Rihan Hai has been working as a research assistant at the Chair of computer science 5 (Information Systems) at RWTH Aachen University since May 2015. Before that she was a technical consultant in SAP and worked on system integration projects. Her research focuses on big data integration systems (e.g., Data Lakes), especially metadata management of heterogeneous data. In RWTH Aachen She has been working on developing a Data Lake prototype Constance, which ingests relational, semi-structured and unstructured data in raw format, and performs data integration without data transformation overhead. The technical solutions applied in Constance has been published in several international conferences (e.g., ADBIS, ER, SIGMOD), journals and book chapters. She also works on different projects covering various applications of Data Lake systems
Talk Abstract: As the challenge of our time, Big Data still has many research hassles, especially the variety of data.
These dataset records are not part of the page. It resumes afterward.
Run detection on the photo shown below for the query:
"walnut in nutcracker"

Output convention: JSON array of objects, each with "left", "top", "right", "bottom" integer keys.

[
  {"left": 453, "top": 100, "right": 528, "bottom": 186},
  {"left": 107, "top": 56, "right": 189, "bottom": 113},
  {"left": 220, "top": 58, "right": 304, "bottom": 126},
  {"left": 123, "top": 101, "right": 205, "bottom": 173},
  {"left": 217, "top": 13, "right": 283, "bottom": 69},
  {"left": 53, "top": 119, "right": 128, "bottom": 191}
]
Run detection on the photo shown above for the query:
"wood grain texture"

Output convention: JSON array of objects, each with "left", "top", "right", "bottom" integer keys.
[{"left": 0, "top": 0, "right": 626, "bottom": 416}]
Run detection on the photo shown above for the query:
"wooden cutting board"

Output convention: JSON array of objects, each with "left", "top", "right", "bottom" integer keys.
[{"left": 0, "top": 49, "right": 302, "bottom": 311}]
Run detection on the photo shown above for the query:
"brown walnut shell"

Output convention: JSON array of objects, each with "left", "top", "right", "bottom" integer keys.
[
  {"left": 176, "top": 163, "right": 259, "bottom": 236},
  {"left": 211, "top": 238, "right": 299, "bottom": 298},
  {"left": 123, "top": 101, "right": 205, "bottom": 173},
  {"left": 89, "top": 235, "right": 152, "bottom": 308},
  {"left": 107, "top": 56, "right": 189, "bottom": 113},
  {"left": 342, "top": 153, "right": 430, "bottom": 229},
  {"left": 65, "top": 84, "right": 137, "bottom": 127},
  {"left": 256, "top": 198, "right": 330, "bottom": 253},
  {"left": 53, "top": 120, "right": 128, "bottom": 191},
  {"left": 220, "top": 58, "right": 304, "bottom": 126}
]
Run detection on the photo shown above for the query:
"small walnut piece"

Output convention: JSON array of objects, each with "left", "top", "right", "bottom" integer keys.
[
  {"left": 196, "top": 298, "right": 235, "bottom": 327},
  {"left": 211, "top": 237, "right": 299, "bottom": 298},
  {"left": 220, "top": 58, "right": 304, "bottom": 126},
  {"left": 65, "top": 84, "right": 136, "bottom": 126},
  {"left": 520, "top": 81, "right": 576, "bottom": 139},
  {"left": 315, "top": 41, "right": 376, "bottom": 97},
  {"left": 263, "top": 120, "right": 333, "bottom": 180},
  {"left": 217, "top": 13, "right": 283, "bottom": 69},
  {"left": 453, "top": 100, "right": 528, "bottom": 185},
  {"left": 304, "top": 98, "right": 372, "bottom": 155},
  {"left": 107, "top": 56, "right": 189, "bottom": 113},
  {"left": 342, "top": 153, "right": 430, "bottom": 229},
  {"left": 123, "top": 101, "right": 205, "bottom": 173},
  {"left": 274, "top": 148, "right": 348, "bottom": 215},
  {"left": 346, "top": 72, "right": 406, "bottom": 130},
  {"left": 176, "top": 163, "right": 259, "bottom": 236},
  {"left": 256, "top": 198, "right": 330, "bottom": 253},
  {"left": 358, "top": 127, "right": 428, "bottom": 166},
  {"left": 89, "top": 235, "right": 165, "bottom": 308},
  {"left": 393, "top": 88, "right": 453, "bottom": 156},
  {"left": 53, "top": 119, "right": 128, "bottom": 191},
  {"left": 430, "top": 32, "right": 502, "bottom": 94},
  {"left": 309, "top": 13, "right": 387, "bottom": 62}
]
The high diversity of data sources often results in information silos, a collection of non-integrated data management systems with heterogeneous schemas, query languages, and APIs. However, valuable insights are often only available upon the combination and integrated analysis of information in these silos. To meet this gap, Data Lake systems have been proposed recently as a solution to this problem. Data Lakes collect data from heterogeneous sources in its original format, and provide functions to extract metadata from sources. As schema information, mappings, and other constraints are not defined explicitly or required initially for a Data Lake, it is important to extract as much metadata as possible from the data sources during the ingestion phase. Metadata management is crucial for data reasoning, query processing, and data quality management. Without any metadata, the DL is hardly usable as the structure and semantics of the data are not known, which turns a Data Lake quickly into a ‘data swamp’. The talk will give an overview of recent works, use case and research challenges of metadata management in Data Lakes. In particular, the talk will elaborate on several key challenges in Data Lakes: metadata extraction, schema summary and schema mapping over heterogeneous data.
At RWTH Aachen University and the Fraunhofer-Institute for Applied Information Technology (FIT), we are currently developing a Data Lake system in which metadata management governs the data ingestion and integration process in a Data Lake and thereby avoid that the Data Lake turns into a data swamp. The talk will also cover the current design of our Data Lake system, the major components, and the main functions for metadata management.